LinuxLists.cc - Re: [RFC][PATCH 1/1] cxgb3i: cxgb3 iSCSI initiator

2008-07-30 19:36:05

Subject: Re: [RFC][PATCH 1/1] cxgb3i: cxgb3 iSCSI initiator

Karen Xie wrote:
> Cxgb3i iSCSI driver
>
> Signed-off-by: Karen Xie <[email protected]>
> ---
>
> drivers/scsi/cxgb3i/Kconfig | 6
> drivers/scsi/cxgb3i/Makefile | 5
> drivers/scsi/cxgb3i/cxgb3i.h | 155 +++
> drivers/scsi/cxgb3i/cxgb3i_init.c | 109 ++
> drivers/scsi/cxgb3i/cxgb3i_iscsi.c | 800 ++++++++++++++
> drivers/scsi/cxgb3i/cxgb3i_offload.c | 2001 ++++++++++++++++++++++++++++++++++
> drivers/scsi/cxgb3i/cxgb3i_offload.h | 242 ++++
> drivers/scsi/cxgb3i/cxgb3i_ulp2.c | 692 ++++++++++++
> drivers/scsi/cxgb3i/cxgb3i_ulp2.h | 106 ++
> 9 files changed, 4116 insertions(+), 0 deletions(-)
> create mode 100644 drivers/scsi/cxgb3i/Kconfig
> create mode 100644 drivers/scsi/cxgb3i/Makefile
> create mode 100644 drivers/scsi/cxgb3i/cxgb3i.h
> create mode 100644 drivers/scsi/cxgb3i/cxgb3i_init.c
> create mode 100644 drivers/scsi/cxgb3i/cxgb3i_iscsi.c
> create mode 100644 drivers/scsi/cxgb3i/cxgb3i_offload.c
> create mode 100644 drivers/scsi/cxgb3i/cxgb3i_offload.h
> create mode 100644 drivers/scsi/cxgb3i/cxgb3i_ulp2.c
> create mode 100644 drivers/scsi/cxgb3i/cxgb3i_ulp2.h

Comments:

* SCSI drivers should be submitted via the [email protected]
mailing list.

* The driver is clean and readable, well done

* From a networking standpoint, our main concern becomes how this
interacts with the networking stack. In particular, I'm concerned based
on reading the source that this driver uses "TCP port stealing" rather
than using a totally separate MAC address (and IP).

Stealing a TCP port on an IP/interface already assigned is a common
solution in this space, but also a flawed one.

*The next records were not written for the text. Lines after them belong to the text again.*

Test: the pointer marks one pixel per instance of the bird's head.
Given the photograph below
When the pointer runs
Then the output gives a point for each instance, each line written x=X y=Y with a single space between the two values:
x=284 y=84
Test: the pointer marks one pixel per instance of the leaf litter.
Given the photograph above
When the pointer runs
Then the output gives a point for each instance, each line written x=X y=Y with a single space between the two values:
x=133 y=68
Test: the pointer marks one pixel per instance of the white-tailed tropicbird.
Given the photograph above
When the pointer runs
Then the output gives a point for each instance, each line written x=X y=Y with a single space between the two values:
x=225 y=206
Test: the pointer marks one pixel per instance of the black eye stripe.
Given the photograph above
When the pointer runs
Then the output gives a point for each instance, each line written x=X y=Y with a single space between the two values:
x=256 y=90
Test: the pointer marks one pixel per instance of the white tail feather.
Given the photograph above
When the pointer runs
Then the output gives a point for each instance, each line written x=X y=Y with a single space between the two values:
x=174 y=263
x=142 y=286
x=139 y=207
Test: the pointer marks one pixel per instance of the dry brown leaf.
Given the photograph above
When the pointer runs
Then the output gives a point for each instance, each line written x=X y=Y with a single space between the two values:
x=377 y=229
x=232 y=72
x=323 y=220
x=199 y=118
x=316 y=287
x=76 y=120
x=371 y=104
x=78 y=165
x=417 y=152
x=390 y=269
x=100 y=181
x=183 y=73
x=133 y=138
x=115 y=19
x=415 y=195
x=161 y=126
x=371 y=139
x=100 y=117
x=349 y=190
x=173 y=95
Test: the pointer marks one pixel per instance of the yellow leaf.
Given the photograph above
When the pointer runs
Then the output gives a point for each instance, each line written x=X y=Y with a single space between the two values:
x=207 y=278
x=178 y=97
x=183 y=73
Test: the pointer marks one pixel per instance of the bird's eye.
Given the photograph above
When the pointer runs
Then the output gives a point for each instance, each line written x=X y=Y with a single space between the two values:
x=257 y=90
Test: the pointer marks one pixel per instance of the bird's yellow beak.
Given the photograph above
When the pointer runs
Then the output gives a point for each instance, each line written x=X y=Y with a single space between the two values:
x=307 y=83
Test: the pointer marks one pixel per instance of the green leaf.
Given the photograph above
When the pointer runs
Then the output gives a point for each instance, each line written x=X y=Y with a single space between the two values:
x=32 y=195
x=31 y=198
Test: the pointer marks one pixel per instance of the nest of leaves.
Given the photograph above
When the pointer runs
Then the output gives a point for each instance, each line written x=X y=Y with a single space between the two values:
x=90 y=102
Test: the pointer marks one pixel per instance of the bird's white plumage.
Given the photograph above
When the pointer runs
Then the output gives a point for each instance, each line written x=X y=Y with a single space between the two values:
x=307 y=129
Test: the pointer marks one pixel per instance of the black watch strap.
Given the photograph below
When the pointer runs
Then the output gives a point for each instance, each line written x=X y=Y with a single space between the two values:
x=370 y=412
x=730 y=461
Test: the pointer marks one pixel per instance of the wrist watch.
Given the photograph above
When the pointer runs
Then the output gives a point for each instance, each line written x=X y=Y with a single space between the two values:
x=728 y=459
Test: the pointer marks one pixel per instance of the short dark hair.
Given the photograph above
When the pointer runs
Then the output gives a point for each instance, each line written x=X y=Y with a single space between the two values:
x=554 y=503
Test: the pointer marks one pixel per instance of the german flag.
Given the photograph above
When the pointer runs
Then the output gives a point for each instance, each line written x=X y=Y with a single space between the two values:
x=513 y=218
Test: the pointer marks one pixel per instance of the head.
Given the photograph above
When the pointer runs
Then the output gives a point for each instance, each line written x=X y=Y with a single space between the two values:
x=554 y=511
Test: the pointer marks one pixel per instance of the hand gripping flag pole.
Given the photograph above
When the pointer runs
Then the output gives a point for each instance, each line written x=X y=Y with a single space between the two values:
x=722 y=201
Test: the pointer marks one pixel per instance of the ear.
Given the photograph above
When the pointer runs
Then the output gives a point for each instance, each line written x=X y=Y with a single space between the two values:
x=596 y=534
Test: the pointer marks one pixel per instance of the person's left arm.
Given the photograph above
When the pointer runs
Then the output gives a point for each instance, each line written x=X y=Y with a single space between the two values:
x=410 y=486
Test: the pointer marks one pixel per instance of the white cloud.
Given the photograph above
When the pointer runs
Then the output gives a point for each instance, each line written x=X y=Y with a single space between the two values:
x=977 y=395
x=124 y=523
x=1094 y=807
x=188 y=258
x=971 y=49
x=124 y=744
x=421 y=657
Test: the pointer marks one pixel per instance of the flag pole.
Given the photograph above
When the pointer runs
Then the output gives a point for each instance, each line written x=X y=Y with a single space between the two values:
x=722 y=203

Precisely because the
kernel and applications are unaware of this "special, magic TCP port"
you open the potential for application problems that are very difficult
for an admin to diagnose based on observed behavior.

So, additional information on your TCP port usage would be greatly
appreciated. Also, how does this interact with IPv6? Clearly it
interacts with IPv4...

Jeff

2008-07-30 21:36:21

by Roland Dreier

[permalink] [raw]

Subject: Re: [RFC][PATCH 1/1] cxgb3i: cxgb3 iSCSI initiator

> * From a networking standpoint, our main concern becomes how this
> interacts with the networking stack. In particular, I'm concerned
> based on reading the source that this driver uses "TCP port stealing"
> rather than using a totally separate MAC address (and IP).
>
> Stealing a TCP port on an IP/interface already assigned is a common
> solution in this space, but also a flawed one. Precisely because the
> kernel and applications are unaware of this "special, magic TCP port"
> you open the potential for application problems that are very
> difficult for an admin to diagnose based on observed behavior.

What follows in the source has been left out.